От буддийского ламы, еще одного своего собеседника, Гумилев услышит легенду о Шамбале, которой он позднее найдет вполне материалистическое объяснение. По воспоминаниям Савченко, Гумилев относился к ламе с величайшим почтением, заваривал ему чай покрепче, с полупоклоном приносил кружку и произносил какоето приветствие на тибетском языке. Правда, тибетского Гумилев не знал, но приветствию выучился у самого ламы, который немного говорил порусски.
После ухода ламы Гумилев довольно потирал руки и будто бы приговаривал:
— Ну скажите, пожалуйста! Когда я, живя в Ленинграде, смог бы встретиться и поговорить за чашкой чая с настоящим буддийским монахом?.. Из самой Лхасы.
Впрочем, сам Гумилев писал позднее, что лама был не тибетцем, а корейцем.
Самым колоритным собеседником Гумилева был настоящий эвенкийский шаман, который будто бы посвящал его в тайны своего ремесла, рассказывал о злых и добрых духах. Иногда шаман «выскакивал в проход между нарами и начинал подпрыгивать то на обеих ногах, то на одной, что-то выкрикивать, временами повизгивать, вертя над головой крышку от посылочно го ящика, заменявшего ему бубен». При этом Лев Гумилев не спускал с шамана глаз, «напрягался и подавался вперед… мысленно повторяя телодвижения шамана. Прочая публика в такие минуты бросала свои дела и с любопытством наблюдала за происходящим».
Гумилев шутил, будто собирается освоить новую профессию на случай, если его отправят в сибирскую ссылку. Тогда пойдет он с бубном по стойбищам, зарабатывать кусок медвежатины. Шутка была рассчитана на людей, с шаманом не общавшихся, ведь от него Гумилев наверняка узнал, что шаманом становятся не по доброй воле.
Наконец, Гумилев упоминает еще об одном своем лагерном учителе, грузинском еврее, раввине и математике, который открыл ему философский смысл Каббалы. Там же в лагере Гумилев познакомился с еврейским поэтом Матвеем Грубияном, его стихи он будет переводить уже на воле. Видимо, в лагере они если не дружили, то поддерживали хорошие отношения. В лагере же Гумилев неожиданно стал жертвой еврейского погрома.

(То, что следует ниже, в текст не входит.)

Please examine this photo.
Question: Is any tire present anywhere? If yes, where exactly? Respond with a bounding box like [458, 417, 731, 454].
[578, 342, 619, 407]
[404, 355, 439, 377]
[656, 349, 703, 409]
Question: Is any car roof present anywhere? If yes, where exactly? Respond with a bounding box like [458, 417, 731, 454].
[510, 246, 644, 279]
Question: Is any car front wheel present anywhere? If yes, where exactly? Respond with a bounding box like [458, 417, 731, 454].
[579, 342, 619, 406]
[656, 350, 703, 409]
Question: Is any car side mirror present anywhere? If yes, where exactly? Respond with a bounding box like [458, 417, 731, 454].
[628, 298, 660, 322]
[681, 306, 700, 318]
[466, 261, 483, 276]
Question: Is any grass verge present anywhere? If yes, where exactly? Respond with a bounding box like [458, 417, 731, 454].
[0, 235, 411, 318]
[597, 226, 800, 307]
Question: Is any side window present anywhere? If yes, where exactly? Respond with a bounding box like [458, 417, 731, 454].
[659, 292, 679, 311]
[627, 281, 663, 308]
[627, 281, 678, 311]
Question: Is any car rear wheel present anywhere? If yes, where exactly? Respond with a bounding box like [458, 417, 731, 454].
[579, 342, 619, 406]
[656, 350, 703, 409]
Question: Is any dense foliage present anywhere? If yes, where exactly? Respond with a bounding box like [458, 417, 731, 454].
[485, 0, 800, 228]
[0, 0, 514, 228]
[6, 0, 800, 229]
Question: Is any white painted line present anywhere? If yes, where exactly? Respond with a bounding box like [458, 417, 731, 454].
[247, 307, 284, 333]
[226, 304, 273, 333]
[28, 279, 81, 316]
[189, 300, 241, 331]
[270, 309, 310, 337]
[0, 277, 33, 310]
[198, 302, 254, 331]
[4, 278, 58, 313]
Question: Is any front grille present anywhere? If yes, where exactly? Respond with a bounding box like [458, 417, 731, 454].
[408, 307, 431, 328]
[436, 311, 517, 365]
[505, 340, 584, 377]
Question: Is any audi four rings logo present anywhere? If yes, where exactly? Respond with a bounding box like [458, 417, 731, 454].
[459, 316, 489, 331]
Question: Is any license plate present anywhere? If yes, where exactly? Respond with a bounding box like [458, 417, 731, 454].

Дело было еще в кемеровский (междуреченский) период истории Камышлага, значит, между сентябрем 1951-го и июнем 1953-го. Судя по хорошей спортивной форме, которую показал в этом деле Гумилев, — еще до его инвалидности, значит, до осени 1952-го.

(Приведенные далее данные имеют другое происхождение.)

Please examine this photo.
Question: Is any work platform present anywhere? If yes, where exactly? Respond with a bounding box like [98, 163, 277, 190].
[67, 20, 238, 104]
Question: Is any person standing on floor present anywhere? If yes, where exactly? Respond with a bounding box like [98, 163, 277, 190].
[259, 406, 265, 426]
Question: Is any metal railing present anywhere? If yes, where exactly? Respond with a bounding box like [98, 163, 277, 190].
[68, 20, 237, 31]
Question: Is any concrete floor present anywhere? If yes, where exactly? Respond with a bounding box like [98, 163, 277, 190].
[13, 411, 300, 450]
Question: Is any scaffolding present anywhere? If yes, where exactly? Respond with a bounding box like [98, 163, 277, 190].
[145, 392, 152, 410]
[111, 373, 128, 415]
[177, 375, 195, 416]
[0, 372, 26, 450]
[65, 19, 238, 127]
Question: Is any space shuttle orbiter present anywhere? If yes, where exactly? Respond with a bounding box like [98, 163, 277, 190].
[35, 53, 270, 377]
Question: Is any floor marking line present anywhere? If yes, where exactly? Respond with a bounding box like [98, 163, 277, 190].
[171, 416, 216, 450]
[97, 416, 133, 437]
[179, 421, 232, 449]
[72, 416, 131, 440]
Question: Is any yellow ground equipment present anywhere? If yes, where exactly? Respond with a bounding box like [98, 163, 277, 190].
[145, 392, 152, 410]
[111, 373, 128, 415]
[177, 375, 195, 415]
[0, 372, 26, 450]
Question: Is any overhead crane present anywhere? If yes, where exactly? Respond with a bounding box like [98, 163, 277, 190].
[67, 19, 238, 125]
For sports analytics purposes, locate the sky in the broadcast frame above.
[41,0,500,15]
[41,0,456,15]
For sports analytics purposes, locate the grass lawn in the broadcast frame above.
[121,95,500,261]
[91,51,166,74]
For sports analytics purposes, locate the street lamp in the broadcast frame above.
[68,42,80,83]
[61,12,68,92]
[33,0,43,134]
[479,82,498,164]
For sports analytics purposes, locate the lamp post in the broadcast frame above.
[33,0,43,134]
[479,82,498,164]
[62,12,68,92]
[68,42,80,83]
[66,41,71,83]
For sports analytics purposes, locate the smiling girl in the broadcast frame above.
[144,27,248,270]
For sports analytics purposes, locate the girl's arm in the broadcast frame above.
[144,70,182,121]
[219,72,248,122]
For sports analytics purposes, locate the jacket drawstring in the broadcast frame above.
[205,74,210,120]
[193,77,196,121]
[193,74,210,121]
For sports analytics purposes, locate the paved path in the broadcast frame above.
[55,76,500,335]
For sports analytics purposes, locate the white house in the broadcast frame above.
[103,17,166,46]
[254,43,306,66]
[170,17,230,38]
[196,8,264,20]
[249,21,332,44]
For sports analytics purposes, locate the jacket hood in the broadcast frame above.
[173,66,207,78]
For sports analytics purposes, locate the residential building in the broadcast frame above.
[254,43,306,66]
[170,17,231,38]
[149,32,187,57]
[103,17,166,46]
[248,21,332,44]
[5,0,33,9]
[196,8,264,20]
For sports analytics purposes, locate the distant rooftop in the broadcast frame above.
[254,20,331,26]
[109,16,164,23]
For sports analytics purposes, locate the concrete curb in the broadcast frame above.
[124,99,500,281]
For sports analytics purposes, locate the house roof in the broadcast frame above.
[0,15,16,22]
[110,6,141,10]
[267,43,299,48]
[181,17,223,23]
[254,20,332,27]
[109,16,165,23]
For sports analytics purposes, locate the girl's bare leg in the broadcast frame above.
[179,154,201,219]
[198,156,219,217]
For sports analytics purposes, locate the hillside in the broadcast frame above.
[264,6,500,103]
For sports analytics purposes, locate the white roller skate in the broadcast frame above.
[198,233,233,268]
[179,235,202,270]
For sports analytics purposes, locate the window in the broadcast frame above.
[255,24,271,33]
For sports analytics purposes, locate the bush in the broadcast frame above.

Погром, к счастью, организовали не многочисленные и хорошо организованные бандеровцы, а уголовники, попавшие в особлаг по грозному восьмому пункту 58-й статьи (террор). Эту статью им давали за вооруженное сопротивление милиции. Однажды несколько урок достали у вольнонаемных шоферов водку. Савченко предполагает, что алкоголь пробудил только «былые эмоции и двигательные навыки» уголовников, а лозунг «Бей жидов!» подкинул им кто-то из политических. Как бы там ни было, своей мишенью они избрали служащих-зэков из строительной конторы, где работал в то время и Гумилев. В конторе был и настоящий еврей, Ефим Маркович Пинкус, который, заслышав хорошо знакомый лозунг, успел спрятаться за шкаф. Но Гумилев из-за своей интеллигентной внешности и картавости, распространенной у российских евреев, оказался вполне подходящей заменой настоящему еврею. Кроме Гумилева удар уголов ников приняли белорусский профессор-славист Матусевич и бывший есаул кубанского казачьего войска Федоров, сражавшийся с большевиками еще под знаменами Деникина и Врангеля. Уж его-то даже спьяну трудно было принять за еврея.

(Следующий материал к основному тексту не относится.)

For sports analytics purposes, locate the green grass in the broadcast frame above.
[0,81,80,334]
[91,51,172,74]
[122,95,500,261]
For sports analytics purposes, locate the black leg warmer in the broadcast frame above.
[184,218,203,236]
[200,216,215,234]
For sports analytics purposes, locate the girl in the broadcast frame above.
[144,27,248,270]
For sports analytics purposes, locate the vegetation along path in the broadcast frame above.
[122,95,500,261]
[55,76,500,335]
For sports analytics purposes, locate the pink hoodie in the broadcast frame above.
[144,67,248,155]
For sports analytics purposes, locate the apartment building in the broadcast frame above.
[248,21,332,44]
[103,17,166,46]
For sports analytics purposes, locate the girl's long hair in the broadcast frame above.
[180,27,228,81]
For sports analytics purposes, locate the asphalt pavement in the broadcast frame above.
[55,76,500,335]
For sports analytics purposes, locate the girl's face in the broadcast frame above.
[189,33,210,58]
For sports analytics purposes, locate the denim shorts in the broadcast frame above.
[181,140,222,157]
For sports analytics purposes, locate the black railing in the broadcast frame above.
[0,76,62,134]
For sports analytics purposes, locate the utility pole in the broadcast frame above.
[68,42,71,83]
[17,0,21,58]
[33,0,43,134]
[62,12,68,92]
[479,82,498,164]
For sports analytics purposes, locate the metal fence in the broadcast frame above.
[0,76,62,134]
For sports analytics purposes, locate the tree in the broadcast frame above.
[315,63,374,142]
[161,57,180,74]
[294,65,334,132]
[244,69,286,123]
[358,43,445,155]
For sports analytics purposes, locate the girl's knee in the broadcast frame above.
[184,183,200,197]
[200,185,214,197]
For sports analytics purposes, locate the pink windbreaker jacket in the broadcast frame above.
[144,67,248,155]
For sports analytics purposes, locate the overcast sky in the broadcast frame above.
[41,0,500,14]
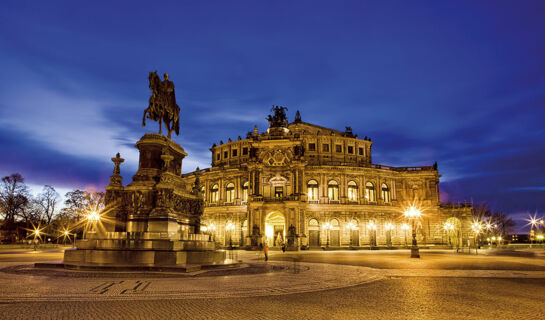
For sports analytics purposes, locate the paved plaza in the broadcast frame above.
[0,249,545,319]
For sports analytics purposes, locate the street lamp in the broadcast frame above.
[443,221,454,246]
[401,223,411,246]
[208,223,216,242]
[225,222,235,249]
[367,221,377,247]
[346,221,358,247]
[403,206,422,258]
[322,222,332,248]
[471,221,483,254]
[385,222,394,247]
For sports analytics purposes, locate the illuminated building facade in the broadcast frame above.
[183,107,471,249]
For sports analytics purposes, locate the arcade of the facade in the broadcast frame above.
[183,110,471,249]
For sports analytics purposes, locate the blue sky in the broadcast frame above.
[0,1,545,230]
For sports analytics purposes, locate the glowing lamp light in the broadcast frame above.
[346,221,358,230]
[443,222,454,231]
[265,225,274,238]
[87,211,100,222]
[225,222,235,231]
[403,206,422,219]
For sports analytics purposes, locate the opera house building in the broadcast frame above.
[183,107,471,250]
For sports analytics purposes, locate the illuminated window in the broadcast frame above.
[382,183,391,203]
[327,180,339,201]
[307,180,318,201]
[242,181,250,201]
[348,181,358,201]
[225,183,235,203]
[210,184,219,202]
[274,186,284,199]
[365,182,376,202]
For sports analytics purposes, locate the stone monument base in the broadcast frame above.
[64,232,226,268]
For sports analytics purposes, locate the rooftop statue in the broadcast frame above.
[267,106,288,128]
[142,71,180,138]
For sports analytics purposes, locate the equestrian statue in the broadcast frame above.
[142,71,180,138]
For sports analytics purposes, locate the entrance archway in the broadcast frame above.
[308,219,320,248]
[265,212,286,247]
[329,219,341,247]
[446,217,462,248]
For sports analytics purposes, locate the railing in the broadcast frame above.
[263,195,300,202]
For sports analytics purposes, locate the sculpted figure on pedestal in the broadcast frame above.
[142,71,180,138]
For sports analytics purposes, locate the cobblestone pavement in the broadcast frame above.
[0,251,545,319]
[0,262,383,303]
[0,277,545,320]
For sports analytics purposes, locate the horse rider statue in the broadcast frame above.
[142,71,180,138]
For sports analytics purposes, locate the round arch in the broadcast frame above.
[265,211,286,247]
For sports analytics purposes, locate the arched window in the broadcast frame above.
[365,182,377,202]
[382,183,391,203]
[242,181,250,202]
[225,183,235,203]
[348,181,358,201]
[307,180,318,201]
[210,184,219,202]
[327,180,339,201]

В конторе погромщикам дали отпор, а Лев сошелся в драке с воровским паханом Кальченко, из которого, по словам свидетеля этого сражения, можно было бы «слепить по меньшей мере, двух Гумилевых». К тому же пахан был вооружен топором. Но страшен был в гневе и Гумилев: «…Лев Николаевич в атаке. Он подпрыгивает. Глаза его побелели. Губы искривлены от ярости. Рот ощерился зубами. Обе руки подняты кверху, и согнутые пальцы с порядочными ногтями нацелены в лицо, а может быть, и в глаза Кальченко…»
К счастью для будущего отечественной науки, их успели разнять.
Не зря товарищи полушутя спрашивали его: «Не из воровской ли малины вы сюда прибыли, Лев Николаевич?», а он отвечал: «… кличка "фраер" ко мне никак не подходит… я на три четверти блатной!»
Кое-какие лагерные черты Гумилев сохранял и после освобождения. Эмма Герштейн вспоминает интересную реплику Ахматовой. Когда Лина Самойловна, вдова литературоведа Рудакова, начала торговать автографами Николая Гумилева, Анна Андреевна сказала «мечтательно и угрожающе»: «Я нашлю на нее Леву, он с ней поговорит по-своему. <…> Он сделает из нее "свиное отбивное!"»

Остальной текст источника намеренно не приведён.